Pendant trois heures entières, Marie, mère de Jésus, entendit ces horribles blasphèmes, ses oreilles lui tintaient de ces cris abominables, cependant elle ne quittait pas la croix de son Fils : elle voulait prolonger son martyre jusqu'à la fin.
Après trois heures d'affreuses souffrances, épuisé de sang, n'ayant plus qu'un souffle de vie, pressé d'une soif ardente, Jésus s'écrie : "sitio, j'ai soif "; il demande un peu d'eau pour soulagement!

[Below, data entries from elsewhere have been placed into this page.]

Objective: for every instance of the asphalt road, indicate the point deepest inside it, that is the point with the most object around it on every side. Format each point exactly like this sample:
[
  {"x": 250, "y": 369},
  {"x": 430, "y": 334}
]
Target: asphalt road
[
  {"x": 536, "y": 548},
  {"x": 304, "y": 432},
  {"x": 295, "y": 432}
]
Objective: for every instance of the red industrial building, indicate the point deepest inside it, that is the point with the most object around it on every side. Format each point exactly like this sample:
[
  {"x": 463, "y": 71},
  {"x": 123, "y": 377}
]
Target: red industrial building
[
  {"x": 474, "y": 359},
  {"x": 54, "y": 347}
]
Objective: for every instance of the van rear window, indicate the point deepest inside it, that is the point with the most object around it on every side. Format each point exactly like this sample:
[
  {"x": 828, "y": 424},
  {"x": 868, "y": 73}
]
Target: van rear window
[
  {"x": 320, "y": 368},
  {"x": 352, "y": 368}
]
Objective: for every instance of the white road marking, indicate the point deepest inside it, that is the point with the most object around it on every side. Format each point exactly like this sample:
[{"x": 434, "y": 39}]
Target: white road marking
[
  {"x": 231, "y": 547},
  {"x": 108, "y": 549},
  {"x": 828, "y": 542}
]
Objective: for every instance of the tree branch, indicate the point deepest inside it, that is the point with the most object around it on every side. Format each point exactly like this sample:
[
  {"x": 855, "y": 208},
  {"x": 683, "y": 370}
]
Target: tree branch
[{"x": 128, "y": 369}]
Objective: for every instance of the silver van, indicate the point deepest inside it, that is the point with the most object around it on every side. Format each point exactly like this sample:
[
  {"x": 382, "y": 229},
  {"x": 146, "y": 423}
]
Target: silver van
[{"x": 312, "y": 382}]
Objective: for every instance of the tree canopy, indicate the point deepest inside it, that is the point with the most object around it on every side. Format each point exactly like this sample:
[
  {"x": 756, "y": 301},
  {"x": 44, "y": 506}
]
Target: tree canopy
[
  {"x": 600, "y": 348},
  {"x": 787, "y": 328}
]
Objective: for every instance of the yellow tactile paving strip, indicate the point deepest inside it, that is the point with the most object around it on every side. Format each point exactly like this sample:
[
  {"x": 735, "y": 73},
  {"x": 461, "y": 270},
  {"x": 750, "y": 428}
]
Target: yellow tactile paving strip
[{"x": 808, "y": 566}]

Un des soldats prend une éponge et l'attache à un long bâton, puis la plongeant dans du vinaigre, il la présente à Jésus.
Abandonné de tout le monde, Jésus pousse un second cri qui va percer le cœur de Marie, son fils se plaint d'être abandonné même de son Père dans une heure dernière, il meurt sans recevoir aucune consolation, ni de la terre, ni du ciel : mon Père, mon Père, s'écrie Jésus, pourquoi m'avez-vous abandonné?
À ce cri d'abandonnement, Marie regarde son Jésus, elle entend ses dernières paroles, (elle) est témoin de son dernier soupir. Jésus donc, voyant que tout était accompli, s'écria : mon Père, je remets mon âme entre vos mains ; puis baissant la tête, il expira.

Ô vous tous qui passez par le chemin de la vie
Venez et voyez si jamais mère a été aussi affligée que moi.

Ho ! qu'il fait bon au pied de la croix avec Marie, mère de Jésus! Dressons notre tente sur le calvaire. Oui, avant d'arriver au Thabor il faut nécessairement passer par le calvaire, c'est-à-dire chers enfants, que pour arriver au ciel avec Marie, mère de Jésus, il faut souffrir sur la terre avec elle. De ces instructions que nous avons écoutées avec attention et un filial respect sur les douleurs de Marie, quel profil (en) tirerons nous ? C'est de supporter avec patience les afflictions que l'on rencontre à chaque pas dans le chemin de la vie, le profit et que nous en tirerons, ce sera de sanctifier, par la patience et la résignation, les peines, les privations attachées à notre condition.
Un instant de patience, de résignation, dans la croix, nous vaudra une éternité de repos, de joie et de bonheur ineffable. En effet qu'est-ce que notre vie? - un souffle, une vapeur, qui paraît et disparaît à l'instant. L'année prochaine qui d'entre nous fera encore le mois de Marie. Hélas, Dieu le sait!